The episode focuses on Akatsuki, a near-exact copy of Makoto Naegi from Danganronpa but even less interesting. He’s just so gosh-darn sweet and kind! He befriends a skyscraper-sized panda instead of fighting it! When a ghost tries to drag him to the afterlife with her to be his friend, he just promises to meet her when it’s his time! When everyone around him feels scared and threatened, he just accepts his situation with a smile! It would be one thing if he were trying to cover up his own fear and despair, but there’s no shades of that complexity. He’s just a golly-gee swell guy.

I don’t think I get YouTube culture

In fact, it would be nice if the stakes were set up more directly. The script aims for creeping dread but misses the mark wildly and zooms straight into mood whiplash. Mr. Paca mutters vaguely about playing as if their lives depend on it and looms in ominously lit rooms but then immediately starts joking about putting a ton of peppers in someone’s dinner as if it were a serious threat. Instead of allowing a persistent sense of wrongness to creep up, it tries the old “zig when the viewers are expecting you to zag” in a way that just doesn’t work.

Of course, the most annoying thing is that there are flashes of brilliance alongside the awkward pacing and writing. Among the weird visual effects and textures and layers, there’s some effective framing and usage of negative space. That is what creates the flashes of dread and fear, not Mr. Paca saying something sinister and then immediately undercutting it. He’s like a mix between Assassination Classroom’s Koro-sensei and Danganronpa’s Monokuma, but much less effective than either.

There is one moment when Mr. Paca is genuinely creepy: hitting on Himiko, one of the three (out of eight!) female streamers, best known for nurturing sim games. He gets up in her face and begs her to say his name in the soft, ASMR-style voice she uses on her streams, making her obviously uncomfortable, until someone else interrupts him by throwing something at him.

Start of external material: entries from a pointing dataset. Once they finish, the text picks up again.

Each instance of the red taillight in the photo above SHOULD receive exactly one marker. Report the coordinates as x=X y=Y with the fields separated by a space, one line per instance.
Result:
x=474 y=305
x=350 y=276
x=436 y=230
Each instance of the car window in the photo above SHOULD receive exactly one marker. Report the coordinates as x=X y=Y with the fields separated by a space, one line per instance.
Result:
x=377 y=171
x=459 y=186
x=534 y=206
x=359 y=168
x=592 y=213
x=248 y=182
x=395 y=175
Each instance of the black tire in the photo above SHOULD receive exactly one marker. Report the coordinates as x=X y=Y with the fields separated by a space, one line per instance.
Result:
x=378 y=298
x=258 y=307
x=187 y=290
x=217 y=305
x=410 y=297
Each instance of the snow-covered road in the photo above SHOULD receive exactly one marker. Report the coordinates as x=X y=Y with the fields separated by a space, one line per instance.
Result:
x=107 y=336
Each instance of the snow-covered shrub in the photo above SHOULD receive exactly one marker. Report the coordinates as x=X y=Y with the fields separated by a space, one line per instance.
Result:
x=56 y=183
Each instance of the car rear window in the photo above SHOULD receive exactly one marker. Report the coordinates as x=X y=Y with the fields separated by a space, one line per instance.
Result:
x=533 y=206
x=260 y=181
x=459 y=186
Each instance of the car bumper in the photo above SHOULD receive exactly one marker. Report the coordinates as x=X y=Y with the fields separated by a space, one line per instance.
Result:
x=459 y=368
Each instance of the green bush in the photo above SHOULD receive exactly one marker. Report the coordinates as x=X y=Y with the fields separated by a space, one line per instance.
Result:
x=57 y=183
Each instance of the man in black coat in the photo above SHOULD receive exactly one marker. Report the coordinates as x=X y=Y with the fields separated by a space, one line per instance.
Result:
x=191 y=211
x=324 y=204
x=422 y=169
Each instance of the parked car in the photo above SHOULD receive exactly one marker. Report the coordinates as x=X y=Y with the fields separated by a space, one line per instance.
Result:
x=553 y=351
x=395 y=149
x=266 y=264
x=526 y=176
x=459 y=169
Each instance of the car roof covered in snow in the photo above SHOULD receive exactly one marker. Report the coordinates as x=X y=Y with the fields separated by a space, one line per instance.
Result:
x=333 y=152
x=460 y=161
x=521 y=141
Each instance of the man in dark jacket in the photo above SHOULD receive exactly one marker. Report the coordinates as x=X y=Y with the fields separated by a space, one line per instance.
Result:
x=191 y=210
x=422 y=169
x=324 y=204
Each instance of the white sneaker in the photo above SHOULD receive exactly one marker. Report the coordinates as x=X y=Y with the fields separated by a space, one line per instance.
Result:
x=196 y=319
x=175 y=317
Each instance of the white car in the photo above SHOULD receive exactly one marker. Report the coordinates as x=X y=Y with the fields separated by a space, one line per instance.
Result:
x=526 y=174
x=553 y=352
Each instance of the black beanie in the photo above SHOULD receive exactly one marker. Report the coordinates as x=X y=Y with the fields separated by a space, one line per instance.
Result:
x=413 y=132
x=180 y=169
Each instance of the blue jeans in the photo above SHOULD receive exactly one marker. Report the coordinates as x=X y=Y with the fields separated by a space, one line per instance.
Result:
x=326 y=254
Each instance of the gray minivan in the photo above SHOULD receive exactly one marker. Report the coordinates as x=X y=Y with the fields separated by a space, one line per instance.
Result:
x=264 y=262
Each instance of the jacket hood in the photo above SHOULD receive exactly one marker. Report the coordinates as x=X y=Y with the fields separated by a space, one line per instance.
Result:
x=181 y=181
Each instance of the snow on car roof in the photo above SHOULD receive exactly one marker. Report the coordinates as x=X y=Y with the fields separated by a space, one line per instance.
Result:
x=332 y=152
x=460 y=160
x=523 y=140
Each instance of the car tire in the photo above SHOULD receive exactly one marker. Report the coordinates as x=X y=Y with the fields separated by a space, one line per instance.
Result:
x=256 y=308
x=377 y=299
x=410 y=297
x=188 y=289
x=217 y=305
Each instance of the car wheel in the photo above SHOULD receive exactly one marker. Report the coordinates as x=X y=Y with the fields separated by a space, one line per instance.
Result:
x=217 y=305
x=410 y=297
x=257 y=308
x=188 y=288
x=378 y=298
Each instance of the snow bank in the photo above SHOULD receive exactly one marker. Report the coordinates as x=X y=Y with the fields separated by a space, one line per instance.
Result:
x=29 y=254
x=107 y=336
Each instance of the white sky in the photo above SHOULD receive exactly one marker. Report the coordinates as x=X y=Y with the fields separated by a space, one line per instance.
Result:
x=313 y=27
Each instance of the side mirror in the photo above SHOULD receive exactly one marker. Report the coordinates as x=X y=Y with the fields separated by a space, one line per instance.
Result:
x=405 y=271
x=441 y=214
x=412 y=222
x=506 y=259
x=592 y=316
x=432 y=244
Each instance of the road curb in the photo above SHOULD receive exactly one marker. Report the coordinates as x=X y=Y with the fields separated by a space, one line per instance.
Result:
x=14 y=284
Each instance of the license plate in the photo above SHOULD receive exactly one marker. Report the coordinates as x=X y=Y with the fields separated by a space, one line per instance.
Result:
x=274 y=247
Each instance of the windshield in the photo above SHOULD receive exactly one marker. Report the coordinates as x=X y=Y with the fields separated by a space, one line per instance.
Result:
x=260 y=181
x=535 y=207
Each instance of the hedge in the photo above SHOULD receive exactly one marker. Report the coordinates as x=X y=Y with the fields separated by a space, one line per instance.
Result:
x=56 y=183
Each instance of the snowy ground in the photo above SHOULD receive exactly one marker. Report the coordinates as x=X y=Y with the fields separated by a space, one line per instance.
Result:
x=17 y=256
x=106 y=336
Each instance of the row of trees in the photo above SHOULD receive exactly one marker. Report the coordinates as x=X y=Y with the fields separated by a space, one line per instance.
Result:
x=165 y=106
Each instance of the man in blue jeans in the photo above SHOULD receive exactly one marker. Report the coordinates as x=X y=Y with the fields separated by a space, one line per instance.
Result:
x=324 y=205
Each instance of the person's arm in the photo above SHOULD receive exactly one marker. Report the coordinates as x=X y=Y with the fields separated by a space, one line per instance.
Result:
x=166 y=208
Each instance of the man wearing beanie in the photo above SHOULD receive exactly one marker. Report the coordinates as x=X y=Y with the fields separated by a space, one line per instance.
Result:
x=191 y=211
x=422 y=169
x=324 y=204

Actually, you know what? That’s probably what it’s like for a lot of female streamers meeting male fans. Points for accuracy, I guess?

But of the three female characters, it’s Karin, the horror game streamer, who gets the most screen time. She’s a classic tsundere, screaming and slapping Akatsuki when she wakes up to him about to check her pulse. (More points for accuracy – he tries shouting at her to wake her up, which is the first step in any emergency medical situation.) She’s annoyed when she gets stuck in a second challenge with him, which he volunteered for. Perhaps her annoyance will turn to… love? She doesn’t have a lot of blatant fan service around her, but she sure does spend a lot of time crossing her arms under her boobs and arching her back to stick her butt out.

Mr. Paca has been browsing Anitwitter, I see

I want to like The Ones Within. I do! It was one of the shows that really caught my attention in the leadup to the summer season. But after seeing the real thing, the only creeping dread I feel is the dread that the execution just won’t live up to its premise.